Ik wissel daarbij af tussen boeken die ik ooit al eens las en voor mij nieuwe romans. Bij die eerste categorie is het boeiend om na te gaan wat je je er nog van herinnert na zo’n dertig, veertig of zelfs vijftig jaar en ook of je ze met nieuwe oren hort. Ik kan het aanbevelen.
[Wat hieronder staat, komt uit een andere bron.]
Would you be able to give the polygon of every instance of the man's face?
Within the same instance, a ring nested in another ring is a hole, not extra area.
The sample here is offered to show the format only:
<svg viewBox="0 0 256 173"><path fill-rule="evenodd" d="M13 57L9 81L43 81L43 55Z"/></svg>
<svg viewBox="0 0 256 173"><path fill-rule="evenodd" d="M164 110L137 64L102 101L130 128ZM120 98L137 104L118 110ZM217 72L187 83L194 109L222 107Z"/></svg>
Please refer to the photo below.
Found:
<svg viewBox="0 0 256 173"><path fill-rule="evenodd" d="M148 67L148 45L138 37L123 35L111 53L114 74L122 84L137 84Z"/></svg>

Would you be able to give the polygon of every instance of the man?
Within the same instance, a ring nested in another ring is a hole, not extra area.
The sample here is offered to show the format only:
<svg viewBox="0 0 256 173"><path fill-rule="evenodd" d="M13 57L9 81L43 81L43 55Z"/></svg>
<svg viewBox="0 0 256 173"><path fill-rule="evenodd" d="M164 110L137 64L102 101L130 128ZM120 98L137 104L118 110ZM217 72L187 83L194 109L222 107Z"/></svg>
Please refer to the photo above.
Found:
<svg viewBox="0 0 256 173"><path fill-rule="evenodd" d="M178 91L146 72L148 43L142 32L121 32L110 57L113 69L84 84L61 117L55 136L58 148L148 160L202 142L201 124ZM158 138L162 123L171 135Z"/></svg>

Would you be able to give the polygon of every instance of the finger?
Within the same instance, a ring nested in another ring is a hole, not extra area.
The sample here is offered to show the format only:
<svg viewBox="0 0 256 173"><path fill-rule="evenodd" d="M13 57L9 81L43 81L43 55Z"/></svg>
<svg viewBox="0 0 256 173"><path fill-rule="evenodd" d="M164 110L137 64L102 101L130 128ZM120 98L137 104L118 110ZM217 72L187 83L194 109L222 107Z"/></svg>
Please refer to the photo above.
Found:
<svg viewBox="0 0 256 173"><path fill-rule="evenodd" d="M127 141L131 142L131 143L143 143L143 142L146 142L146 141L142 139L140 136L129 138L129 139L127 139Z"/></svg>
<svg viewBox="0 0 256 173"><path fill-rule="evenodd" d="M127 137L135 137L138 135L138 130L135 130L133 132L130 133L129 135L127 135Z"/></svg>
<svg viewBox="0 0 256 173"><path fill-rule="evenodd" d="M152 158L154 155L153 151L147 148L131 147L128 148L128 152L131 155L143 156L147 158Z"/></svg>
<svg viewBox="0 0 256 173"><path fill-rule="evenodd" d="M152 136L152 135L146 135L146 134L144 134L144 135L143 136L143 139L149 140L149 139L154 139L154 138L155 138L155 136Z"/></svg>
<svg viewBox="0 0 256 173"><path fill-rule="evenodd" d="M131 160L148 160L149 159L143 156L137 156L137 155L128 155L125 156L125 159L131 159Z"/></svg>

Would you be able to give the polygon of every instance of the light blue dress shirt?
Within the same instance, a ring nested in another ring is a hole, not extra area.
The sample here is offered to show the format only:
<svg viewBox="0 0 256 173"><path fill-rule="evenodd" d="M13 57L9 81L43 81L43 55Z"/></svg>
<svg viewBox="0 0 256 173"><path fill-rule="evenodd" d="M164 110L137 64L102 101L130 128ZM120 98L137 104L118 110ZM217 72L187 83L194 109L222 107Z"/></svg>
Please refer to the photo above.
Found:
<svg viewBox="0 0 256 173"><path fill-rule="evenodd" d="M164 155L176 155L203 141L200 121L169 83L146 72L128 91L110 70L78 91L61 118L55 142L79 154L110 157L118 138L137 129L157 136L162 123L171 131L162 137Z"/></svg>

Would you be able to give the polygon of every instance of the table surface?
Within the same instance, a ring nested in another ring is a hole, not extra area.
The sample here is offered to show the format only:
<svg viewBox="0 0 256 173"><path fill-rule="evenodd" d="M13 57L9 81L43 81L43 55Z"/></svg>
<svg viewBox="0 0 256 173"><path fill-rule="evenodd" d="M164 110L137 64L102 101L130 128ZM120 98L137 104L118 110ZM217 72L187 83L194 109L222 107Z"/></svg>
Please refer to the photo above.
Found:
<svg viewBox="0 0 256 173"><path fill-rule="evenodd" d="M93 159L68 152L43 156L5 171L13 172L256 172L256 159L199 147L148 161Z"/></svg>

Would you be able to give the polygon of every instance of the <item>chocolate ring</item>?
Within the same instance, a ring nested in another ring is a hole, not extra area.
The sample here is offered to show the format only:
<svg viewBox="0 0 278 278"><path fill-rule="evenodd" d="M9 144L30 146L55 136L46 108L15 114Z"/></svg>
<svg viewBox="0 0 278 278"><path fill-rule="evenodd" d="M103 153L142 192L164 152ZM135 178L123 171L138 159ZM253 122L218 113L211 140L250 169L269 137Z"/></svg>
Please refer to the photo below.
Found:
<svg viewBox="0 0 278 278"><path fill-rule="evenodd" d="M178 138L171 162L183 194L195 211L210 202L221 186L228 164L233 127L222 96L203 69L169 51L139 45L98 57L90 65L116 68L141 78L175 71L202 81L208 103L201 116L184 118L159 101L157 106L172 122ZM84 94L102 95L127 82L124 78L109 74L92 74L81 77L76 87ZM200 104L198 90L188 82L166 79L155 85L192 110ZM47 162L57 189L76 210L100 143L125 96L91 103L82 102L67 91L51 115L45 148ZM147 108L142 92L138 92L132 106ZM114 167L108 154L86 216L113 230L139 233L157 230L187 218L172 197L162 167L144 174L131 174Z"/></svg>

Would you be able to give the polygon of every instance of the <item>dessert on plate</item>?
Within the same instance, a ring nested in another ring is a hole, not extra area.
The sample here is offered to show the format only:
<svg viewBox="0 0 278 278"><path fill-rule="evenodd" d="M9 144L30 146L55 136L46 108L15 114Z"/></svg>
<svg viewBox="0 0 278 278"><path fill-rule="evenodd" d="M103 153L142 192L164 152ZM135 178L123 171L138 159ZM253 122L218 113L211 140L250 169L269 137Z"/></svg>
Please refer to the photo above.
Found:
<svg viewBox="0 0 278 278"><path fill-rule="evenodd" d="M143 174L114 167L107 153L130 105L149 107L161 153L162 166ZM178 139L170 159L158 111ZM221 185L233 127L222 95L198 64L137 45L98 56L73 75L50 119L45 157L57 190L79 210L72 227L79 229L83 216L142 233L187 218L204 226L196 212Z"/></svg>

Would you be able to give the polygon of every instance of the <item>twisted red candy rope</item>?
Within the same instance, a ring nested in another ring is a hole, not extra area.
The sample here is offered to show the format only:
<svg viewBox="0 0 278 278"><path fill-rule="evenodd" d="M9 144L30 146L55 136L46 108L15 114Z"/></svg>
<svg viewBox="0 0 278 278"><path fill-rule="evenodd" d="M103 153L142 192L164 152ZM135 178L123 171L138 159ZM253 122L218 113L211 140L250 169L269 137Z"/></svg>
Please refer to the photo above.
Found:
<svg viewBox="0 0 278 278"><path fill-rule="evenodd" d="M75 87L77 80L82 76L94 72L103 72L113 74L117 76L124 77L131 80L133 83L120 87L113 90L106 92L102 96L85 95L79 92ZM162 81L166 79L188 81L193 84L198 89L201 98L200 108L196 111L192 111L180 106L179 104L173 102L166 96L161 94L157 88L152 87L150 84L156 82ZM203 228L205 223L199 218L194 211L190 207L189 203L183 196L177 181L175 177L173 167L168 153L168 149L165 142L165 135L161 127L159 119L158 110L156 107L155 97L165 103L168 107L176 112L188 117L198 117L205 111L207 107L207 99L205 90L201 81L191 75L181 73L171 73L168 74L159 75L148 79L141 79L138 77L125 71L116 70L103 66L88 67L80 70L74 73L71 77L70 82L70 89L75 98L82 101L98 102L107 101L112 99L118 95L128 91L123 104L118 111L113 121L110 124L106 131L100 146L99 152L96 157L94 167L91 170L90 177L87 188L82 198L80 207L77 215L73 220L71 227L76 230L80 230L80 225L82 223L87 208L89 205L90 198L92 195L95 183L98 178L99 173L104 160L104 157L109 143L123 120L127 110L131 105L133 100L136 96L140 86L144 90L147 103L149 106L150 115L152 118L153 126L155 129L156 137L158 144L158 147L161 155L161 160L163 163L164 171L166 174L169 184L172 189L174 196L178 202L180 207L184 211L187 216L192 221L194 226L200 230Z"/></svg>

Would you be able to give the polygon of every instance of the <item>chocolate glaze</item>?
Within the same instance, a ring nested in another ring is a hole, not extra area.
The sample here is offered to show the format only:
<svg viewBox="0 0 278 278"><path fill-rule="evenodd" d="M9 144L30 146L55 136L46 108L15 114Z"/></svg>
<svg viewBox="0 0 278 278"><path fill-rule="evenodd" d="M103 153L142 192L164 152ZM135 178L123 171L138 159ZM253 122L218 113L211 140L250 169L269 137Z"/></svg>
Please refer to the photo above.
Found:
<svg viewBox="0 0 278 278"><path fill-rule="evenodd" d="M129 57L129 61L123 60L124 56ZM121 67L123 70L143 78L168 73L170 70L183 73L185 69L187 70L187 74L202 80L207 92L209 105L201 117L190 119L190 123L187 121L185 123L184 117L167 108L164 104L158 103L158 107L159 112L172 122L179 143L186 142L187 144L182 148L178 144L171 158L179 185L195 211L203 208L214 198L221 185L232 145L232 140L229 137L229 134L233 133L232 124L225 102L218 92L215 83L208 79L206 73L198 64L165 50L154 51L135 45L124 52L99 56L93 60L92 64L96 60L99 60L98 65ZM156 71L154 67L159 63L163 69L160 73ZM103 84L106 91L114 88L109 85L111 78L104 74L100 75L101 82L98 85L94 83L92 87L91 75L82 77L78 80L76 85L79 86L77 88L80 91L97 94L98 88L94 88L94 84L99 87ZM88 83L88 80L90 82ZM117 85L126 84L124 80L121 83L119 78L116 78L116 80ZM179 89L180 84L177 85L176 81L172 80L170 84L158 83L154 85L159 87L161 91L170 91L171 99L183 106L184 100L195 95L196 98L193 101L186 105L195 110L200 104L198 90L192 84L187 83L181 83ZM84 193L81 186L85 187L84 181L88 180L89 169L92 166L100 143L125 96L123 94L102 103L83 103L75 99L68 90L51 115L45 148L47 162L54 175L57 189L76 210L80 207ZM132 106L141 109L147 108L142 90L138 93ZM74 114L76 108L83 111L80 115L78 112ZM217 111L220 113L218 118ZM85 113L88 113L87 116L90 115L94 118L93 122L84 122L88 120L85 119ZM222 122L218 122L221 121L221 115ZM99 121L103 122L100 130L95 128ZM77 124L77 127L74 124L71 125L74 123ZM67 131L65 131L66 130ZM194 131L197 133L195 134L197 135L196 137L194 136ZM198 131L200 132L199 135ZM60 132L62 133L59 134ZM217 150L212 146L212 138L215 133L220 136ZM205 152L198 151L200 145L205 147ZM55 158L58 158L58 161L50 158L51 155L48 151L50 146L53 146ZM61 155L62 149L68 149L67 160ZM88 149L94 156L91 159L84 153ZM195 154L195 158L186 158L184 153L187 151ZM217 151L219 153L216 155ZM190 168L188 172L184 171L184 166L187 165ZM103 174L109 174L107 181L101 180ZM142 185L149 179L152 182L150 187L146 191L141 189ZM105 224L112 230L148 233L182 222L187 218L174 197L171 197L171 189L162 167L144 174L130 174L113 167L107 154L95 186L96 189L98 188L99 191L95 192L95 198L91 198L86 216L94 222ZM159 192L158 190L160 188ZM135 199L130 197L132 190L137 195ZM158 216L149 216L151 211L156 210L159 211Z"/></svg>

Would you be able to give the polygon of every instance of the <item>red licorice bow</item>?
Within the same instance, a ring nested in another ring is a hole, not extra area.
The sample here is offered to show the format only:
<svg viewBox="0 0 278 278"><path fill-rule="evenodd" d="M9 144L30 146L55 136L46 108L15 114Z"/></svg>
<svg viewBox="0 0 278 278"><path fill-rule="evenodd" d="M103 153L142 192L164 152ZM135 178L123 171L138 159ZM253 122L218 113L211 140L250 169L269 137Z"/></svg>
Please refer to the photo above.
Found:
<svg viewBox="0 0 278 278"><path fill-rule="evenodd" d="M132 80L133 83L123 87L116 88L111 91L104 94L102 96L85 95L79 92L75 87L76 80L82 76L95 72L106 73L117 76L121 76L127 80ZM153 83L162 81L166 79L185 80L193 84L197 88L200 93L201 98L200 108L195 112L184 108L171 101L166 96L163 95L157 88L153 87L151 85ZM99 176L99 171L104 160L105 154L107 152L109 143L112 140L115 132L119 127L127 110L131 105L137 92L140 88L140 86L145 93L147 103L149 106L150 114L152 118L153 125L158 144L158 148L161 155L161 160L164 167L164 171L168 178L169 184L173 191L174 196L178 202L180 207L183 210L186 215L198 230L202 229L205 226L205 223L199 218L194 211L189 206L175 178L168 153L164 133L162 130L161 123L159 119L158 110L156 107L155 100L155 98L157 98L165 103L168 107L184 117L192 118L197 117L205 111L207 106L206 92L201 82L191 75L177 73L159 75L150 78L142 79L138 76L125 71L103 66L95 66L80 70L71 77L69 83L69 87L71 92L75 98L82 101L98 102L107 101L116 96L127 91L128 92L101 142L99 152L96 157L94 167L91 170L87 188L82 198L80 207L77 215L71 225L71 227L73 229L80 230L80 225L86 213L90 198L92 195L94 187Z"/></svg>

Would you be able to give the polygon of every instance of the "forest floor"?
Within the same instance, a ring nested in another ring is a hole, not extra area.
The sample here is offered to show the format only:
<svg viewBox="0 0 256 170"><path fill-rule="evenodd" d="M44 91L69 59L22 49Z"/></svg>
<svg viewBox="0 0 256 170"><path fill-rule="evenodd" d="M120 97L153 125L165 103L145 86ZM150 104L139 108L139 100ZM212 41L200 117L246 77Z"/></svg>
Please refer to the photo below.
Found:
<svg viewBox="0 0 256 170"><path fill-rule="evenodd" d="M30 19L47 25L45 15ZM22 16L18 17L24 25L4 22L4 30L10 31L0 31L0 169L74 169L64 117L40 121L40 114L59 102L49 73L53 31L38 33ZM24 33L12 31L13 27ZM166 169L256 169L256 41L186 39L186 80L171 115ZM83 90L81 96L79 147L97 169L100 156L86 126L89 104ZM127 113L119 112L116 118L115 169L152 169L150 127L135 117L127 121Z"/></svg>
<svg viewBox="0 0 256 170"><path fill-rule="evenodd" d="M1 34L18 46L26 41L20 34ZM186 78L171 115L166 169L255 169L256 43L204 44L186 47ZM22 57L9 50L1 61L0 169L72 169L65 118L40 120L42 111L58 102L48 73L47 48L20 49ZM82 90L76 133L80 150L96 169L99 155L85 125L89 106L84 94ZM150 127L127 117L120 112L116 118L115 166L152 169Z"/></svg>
Zo beluisterde ik twee boeken van de bij mij zo hoog genoteerde Albert Camus: ‘De pest’ en ‘De vreemdeling’. Weer vond ik ze mooi en intrigerend. Mooi vanwege de sobere en klassieke stijl en het zuivere woordgebruik,intrigerend vooral vanwege de filosofische inslag die niet uit de leerboeken stamt, maar direct voortkomt uit de levens- en wereldervaringen. De filosofie is bij Camus existentieel en de existentie is filosofisch, altijd op zoek naar zin en betekenis. Wat mij nog meer dan vroeger opviel bij Canus is dat zijn besliste afwijzing van het christelijk geloof toch zo respectvol is en het gesprek open houdt. Dokter Rieux, de centrale figuur in ‘De pest’ zegt tegen pater Panelou: ‘Ik aanvaard geen schepping, waarin onschuldige kinderen een afschuwelijke dood sterven’. Daartegen zou ik geen apologie van de Schepper willen beproeven, maar wel worden we uitgedaagd anders over ‘schepping’ te denken. Niettemin zegt Rieux ook tegen de pater als ze samen het vreselijke sterven van die jonge jongen hebben meegemaakt en elkaar de hand drukken: Zelfs God kan nu niet meer tussen ons in staan’.

Camus geeft altijd te denken en is in zijn luciditeit een en al noblesse, nooit onbarmhartig, nooit zonder begrip.


Diep getroffen was ik vervolgens door de laatste roman van Anna Blaman ‘De verliezers’ uit 1960. Is zij zo langzamerhand een vergeten schrijfster? Zeer ten onrechte. Ik vond ‘Eenzaam avontuur’, dat ik daarna beluisterde, overigens erg tegenvallen en deze roman kon me niet tot het einde boeien. Waarschijnlijk ben ik er destijds ook in blijven steken. Het is misschien een lange litanie van het onvermogen om elkaar wezenlijk te bereiken, ook niet of juist niet in de liefde, maar deze roman is met al zijn subtiliteiten en psychologische diepzinnigheden aan mijn boerse ziel toch niet zo erg besteed.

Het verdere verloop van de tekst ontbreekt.